JĀTAKA BOOK I.—EKANIPĀTA
Jataka Story No. 116
The Master rebuked him in these words:--"As now, so in former days wert thou unruly, Brother, disregarding the counsels of the wise and good. Wherefore, by a javelin thou didst die." So saying, he told this story of the past.
Once on a time when Brahmadatta was reigning in Benares, the Bodhisatta was born into an acrobat's family. When he grew up, he was a very wise and clever fellow. From another acrobat he learned the javelin dance, and with his master used to travel about exhibiting his skill. Now this master of his knew the four javelin dance but not the five; but one day when performing in a certain village, he, being in liquor, had five javelins set up in a row and gave out that he would dance through the lot.

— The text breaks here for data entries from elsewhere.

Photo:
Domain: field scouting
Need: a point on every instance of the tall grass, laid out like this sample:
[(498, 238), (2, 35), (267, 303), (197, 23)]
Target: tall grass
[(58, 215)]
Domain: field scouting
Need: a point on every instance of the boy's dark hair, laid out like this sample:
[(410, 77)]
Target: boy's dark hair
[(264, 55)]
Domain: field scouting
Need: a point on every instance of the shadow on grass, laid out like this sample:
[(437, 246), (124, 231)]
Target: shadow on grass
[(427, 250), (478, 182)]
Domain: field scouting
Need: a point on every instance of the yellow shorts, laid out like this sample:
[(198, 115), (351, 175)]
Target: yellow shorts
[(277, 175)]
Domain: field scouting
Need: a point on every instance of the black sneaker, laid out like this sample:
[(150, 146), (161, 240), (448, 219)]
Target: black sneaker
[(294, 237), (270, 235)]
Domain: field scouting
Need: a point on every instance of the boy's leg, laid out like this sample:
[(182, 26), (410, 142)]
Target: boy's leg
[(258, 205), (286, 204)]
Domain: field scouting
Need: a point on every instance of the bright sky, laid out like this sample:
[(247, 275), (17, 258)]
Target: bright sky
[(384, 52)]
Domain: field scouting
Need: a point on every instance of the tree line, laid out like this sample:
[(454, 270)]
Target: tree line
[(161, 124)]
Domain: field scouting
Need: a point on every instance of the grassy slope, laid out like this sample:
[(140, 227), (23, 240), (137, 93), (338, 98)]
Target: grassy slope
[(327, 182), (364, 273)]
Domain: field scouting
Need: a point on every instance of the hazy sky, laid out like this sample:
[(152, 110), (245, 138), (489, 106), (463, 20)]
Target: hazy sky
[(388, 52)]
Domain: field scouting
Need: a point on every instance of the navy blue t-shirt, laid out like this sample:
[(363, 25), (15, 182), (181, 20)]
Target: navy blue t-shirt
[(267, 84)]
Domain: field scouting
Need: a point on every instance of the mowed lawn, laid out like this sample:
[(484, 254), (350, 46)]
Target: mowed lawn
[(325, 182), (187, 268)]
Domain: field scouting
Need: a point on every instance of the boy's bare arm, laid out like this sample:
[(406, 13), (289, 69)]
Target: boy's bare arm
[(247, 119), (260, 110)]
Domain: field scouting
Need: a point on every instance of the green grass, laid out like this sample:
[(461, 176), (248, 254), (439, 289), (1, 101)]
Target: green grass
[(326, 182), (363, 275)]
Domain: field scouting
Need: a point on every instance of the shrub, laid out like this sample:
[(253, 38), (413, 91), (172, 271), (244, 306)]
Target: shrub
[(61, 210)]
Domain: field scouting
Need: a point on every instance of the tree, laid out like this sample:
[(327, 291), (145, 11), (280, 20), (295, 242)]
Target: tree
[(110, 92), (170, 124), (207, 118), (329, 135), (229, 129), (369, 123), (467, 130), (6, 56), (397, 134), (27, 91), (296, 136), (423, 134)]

Said the Bodhisatta, "You can't manage all five javelins, master. Have one taken away. If you try the five, you will be run through by the fifth and die."
"Then you don't know what I can do when I try," said the drunken fellow; and paying no heed to the Bodhisatta's words, he danced through four of the javelins only to impale himself on the fifth like the Bassia flower on its stalk. And there he lay groaning. Said the Bodhisatta, "This calamity comes of your disregarding the counsels of the wise and good"; and he uttered this stanza:--
Too much--though sore against my will--you tried;
So saying, he lifted his master from off the javelin point and duly performed the last offices to his body.
His story done, the Master identified the Birth by saying, "This unruly Brother was the master of those days, and I the pupil."